# Sand Flea Hook Size



## patindaytona (Jun 17, 2006)

Got some live sand fleas the other day...first time I've done that. What is a nice hook size for one of them? If some are small, is it a good idea to put more than one on the same hook, or does that take away from bait presentation?


----------



## toejam (Jan 28, 2005)

number 2 to 2/0 Owner Mutu LIte work for me with fleas,,, most the time I use a 1/0. I don't like multiple fleas per hook but have caught fish doing it......


----------



## barty b (Dec 31, 2004)

eagle Claw L197 2/0 circle sea. And yes 2 fleas when they are small will work. I also add a small piece of crab flavor fishbite in oRANGE to simulate the roe..Thats what the Pomps are after. Hook your fleas like this... Pin the "digger" to the body by coming through the bottom of the flea,out the top of the shell.


----------



## Fishman (Apr 23, 2000)

barty b said:


> eagle Claw L197 2/0 circle sea.

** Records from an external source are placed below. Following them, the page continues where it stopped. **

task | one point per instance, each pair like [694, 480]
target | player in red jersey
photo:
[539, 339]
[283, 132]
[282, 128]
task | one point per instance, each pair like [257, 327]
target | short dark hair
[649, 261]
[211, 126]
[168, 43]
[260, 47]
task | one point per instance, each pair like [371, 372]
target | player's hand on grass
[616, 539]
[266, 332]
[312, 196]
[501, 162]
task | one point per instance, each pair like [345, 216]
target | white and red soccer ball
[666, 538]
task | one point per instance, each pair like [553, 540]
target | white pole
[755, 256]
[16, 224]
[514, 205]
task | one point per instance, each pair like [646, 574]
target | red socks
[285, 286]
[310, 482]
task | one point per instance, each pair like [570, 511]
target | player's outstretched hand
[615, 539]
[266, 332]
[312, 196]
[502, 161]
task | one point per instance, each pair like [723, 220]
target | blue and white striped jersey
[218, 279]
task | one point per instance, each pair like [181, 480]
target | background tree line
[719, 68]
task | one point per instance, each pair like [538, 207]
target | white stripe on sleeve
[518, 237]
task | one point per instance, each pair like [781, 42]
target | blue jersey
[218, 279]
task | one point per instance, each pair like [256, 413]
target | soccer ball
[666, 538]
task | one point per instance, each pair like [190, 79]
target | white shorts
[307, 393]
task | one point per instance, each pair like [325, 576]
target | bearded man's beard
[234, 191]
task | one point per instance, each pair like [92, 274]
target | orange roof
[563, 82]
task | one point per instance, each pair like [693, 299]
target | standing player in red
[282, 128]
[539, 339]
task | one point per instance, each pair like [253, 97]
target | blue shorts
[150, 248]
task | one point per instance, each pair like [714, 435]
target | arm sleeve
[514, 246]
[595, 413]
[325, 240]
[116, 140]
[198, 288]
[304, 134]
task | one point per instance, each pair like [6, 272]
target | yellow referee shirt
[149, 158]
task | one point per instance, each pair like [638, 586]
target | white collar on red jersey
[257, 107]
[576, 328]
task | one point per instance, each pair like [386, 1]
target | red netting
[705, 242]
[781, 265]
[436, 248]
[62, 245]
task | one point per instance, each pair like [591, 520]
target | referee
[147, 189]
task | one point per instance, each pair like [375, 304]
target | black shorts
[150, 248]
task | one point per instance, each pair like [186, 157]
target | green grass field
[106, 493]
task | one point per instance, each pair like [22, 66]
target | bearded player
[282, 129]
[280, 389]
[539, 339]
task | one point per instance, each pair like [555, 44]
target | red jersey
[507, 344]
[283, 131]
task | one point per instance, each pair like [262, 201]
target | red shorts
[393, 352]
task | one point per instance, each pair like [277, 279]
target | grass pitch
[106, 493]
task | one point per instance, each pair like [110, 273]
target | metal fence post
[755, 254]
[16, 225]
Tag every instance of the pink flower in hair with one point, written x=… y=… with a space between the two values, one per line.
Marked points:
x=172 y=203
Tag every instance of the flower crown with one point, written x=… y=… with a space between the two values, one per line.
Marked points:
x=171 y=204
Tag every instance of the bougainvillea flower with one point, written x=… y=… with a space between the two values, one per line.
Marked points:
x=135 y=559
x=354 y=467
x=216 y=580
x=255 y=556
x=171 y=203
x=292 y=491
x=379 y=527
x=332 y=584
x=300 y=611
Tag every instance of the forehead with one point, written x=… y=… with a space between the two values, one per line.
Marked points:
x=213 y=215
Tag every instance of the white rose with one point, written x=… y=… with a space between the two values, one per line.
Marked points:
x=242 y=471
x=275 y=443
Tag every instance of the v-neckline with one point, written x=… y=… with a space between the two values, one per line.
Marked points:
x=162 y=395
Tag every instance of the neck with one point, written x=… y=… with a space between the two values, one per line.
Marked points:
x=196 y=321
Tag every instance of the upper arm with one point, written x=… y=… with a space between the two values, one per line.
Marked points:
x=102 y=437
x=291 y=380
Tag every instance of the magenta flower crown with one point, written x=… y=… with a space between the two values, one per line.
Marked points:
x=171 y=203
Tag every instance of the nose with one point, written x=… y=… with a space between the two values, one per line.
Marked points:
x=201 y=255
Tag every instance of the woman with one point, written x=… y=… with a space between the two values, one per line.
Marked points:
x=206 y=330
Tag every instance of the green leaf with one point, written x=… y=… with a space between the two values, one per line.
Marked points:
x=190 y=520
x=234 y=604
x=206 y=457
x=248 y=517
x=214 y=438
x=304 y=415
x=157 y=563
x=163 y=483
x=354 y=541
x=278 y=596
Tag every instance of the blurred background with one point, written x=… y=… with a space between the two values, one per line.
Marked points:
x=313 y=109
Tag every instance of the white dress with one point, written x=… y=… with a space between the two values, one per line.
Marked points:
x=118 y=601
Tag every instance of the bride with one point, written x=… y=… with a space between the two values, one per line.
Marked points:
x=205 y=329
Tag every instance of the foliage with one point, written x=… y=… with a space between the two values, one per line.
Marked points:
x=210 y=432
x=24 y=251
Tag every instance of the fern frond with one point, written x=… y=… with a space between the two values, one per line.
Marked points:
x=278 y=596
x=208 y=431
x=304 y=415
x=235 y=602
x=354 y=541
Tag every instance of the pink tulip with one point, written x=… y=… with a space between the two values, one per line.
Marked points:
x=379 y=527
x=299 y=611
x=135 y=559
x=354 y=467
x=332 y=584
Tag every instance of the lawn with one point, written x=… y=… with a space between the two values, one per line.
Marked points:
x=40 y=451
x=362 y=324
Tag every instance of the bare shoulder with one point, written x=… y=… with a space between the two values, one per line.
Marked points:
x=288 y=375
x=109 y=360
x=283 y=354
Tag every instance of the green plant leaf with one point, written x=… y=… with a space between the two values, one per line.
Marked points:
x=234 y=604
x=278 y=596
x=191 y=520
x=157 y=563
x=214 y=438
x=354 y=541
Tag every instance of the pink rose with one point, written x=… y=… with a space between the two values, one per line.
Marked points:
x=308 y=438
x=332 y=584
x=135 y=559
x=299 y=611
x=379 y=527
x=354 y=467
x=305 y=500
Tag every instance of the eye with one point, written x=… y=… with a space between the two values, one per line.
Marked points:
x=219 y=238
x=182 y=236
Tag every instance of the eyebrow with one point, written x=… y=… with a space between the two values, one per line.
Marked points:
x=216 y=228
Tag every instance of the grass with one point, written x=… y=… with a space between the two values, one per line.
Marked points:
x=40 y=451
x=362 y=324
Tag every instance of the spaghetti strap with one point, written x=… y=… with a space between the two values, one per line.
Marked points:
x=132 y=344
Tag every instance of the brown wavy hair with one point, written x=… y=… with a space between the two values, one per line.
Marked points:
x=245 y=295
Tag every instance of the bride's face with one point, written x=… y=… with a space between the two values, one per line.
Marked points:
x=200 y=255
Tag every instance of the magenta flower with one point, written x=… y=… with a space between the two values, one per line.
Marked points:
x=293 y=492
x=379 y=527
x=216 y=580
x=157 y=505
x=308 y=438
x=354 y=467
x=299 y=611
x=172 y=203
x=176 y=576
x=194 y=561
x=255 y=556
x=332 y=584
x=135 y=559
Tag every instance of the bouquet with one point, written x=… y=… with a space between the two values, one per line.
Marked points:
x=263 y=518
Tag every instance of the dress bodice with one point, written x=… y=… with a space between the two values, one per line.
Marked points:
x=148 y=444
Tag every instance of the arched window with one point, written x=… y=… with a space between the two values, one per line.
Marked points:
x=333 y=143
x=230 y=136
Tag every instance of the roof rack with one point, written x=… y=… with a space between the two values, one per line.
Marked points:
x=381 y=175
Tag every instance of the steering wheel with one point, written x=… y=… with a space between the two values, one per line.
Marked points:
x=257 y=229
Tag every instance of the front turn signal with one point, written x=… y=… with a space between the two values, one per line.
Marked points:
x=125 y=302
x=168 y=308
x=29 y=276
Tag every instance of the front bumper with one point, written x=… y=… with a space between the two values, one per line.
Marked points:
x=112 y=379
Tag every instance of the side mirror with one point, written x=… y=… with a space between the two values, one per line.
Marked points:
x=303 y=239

And yes 2 fleas when they are small will work. I also add a small piece of crab flavor fishbite in oRANGE to simulate the roe..Thats what the Pomps are after. Hook your fleas like this... Pin the "digger" to the body by coming through the bottom of the flea,out the top of the shell.


How about a picture Ive never fished a sandflea


----------



## MCS (Aug 15, 2006)

Fishman said:


> How about a picture Ive never fished a sandflea


I saw this info w/pics on another site:

http://www.boatlessfishing.com/forum/viewtopic.php?=&p=14636


----------



## cpn_aaron (Apr 11, 2006)

I use a 1o/ mustad live bait style hook. The short shank and spread are perfect for one large or in apinch two medium sand fleas. The hook is almost completely covered and sink well into a fish. Plus the short shank helps getting a hook set in smaller mouthed fishes.


----------



## POMPINOLOVER (Jun 29, 2006)

Great Link SGT .. thanks


----------